Weak market conditions may indeed be a problem. But I suspect this change of stance is the result of new management taking a more realistic view of existing problems than their predecessors.

The company doesn’t seem very confident that it can turn things around. Keller is now carrying out a strategic review of the affected business units. This could see the group retreat from what should have been a long-term growth market.

What’s the hit? Performance elsewhere is said to be in line with expectations. But my sums suggest pre-tax profit will now be about 15% lower than last year. Seen in this light, the share price collapse makes sense.

Unfortunately this means another thumping loss is likely for the portfolio later this month.

Morses Club is back in my screen results

In May, I looked at doorstep lender Morses Club and concluded that it could be a good fit for the SIF folio. At the time, I owned shares of pawnbroker and loan firm Hamp;T, so I ruled out Morses on the grounds of duplication.

However, Hamp;T is no longer part of the portfolio and Morses Club is now back in my screening results. So this week I’m going to take a fresh look at this doorstep lender and decide whether to add it to SIF.

I won’t repeat my analysis from May, which you can find here. Instead, I’m going to look at the firm’s recent interim results and the impact they’ve had on Morses’ value, quality and momentum metrics.

A Super Stock?

Morses’ revenue rose by 11.9% to £57.5m during H1. The group’s loan book grew by 8.4% to £68m and adjusted pre-tax profit rose by 14.1% to £10.5m.

Adjusted earnings rose by 15.8% to 6.6p per share, while the interim dividend was lifted by 18.2% to 2.6p per share.

Impairments were almost unchanged at 21.5% (1H17: 21.9%).

One slight disappointment was that customer numbers fell slightly from 233,000 to 230,000. However, if this is an indicator of more selective lending it could be good news.

The FCA issued a “Dear CEO” letter to high-cost short-term credit lenders (payday lenders) on Monday. In it, lenders were warned to take prompt action to ensure all lending activity complied with affordability criteria.

Morses claims to be a quality operator with good processes and checks in place to prevent repayment problems. So far there’s no evidence to the contrary.

Stockopedia now rates the firm as a Super Stock, with a StockRank of 98. Let’s take a look at some key financial metrics.

Value: October’s half-year results have combined with a reduced share price to improve the stock’s value metrics. On the left are the figures from May. On the right is the current ValueRank:

The stock’s trailing P/E ratio, dividend yield and earnings yield are all significantly more attractive than in May. When combined with continued growth, I hope that this less demanding valuation will provide some downside protection if market conditions remain uncertain.

I’m happy with the value situation, assuming there are no red flags elsewhere.

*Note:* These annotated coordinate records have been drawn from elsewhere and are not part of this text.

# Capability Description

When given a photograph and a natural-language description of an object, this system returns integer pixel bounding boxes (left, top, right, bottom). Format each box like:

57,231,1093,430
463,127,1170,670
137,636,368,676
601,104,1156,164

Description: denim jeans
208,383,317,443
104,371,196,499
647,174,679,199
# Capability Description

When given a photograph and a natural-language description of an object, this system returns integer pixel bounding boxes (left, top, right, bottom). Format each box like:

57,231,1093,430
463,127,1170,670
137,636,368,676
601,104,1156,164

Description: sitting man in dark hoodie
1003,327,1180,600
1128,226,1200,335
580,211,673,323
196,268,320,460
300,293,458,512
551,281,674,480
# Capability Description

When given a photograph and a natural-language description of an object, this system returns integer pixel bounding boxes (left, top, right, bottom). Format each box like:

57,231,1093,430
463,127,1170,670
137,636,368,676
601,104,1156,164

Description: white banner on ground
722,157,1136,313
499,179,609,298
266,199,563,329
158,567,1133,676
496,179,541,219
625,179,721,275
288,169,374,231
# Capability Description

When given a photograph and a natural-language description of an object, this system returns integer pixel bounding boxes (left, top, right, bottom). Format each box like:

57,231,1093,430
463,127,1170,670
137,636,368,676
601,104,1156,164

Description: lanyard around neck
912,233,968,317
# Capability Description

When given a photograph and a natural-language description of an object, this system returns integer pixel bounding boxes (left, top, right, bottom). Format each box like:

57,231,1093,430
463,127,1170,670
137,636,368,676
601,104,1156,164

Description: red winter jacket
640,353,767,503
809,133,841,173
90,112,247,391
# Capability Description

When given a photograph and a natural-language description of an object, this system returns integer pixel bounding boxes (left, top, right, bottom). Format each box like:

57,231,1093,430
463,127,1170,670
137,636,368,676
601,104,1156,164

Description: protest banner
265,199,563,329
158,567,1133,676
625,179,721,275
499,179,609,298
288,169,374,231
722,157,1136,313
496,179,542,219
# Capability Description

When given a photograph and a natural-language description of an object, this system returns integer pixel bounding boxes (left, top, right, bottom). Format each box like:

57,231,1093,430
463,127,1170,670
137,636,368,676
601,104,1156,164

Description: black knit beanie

Quality: In May, I pointed out that Morses Club’s QualityRank might be skewed by a pro forma return on capital figure of 59% dating from before its IPO. That remains possible, but the firm has delivered steady improvements in profitability since its flotation:

Net debt remains very low and the stock’s Piotroski fundamental health score (F-Score) has risen from 6/9 to 7/9 since May.

I’m quite comfortable with the stock’s quality metrics.

Momentum: My initial takeaway from the SIF folio’s recent decline is that it highlights the risks of buying stocks whose valuations have been buoyed by strong momentum. So I’m pleased to see that Morses Club’s share price has already cooled off a little, while remaining within a longer-term uptrend:

Recent earnings upgrades mean the stock’s MomentumRank has actually improved since May, despite the falling share price:

The share price has fallen further below its 52-week high, but my hope is that positive relative strength readings mean that further gains are still possible.

My decision: Morses Club now trades on rolling forecast P/E of 9.4, with a forward dividend yield of 6.2%. This seems an attractive valuation to me, given that impairments are stable and the business is generating a 25% return on equity.

It won’t be everyone’s cup of tea, but I’ll be adding this stock to the SIF folio and to my own holdings this week.

Disclosure: Roland owns shares of Keller and Bonmarche Holdings.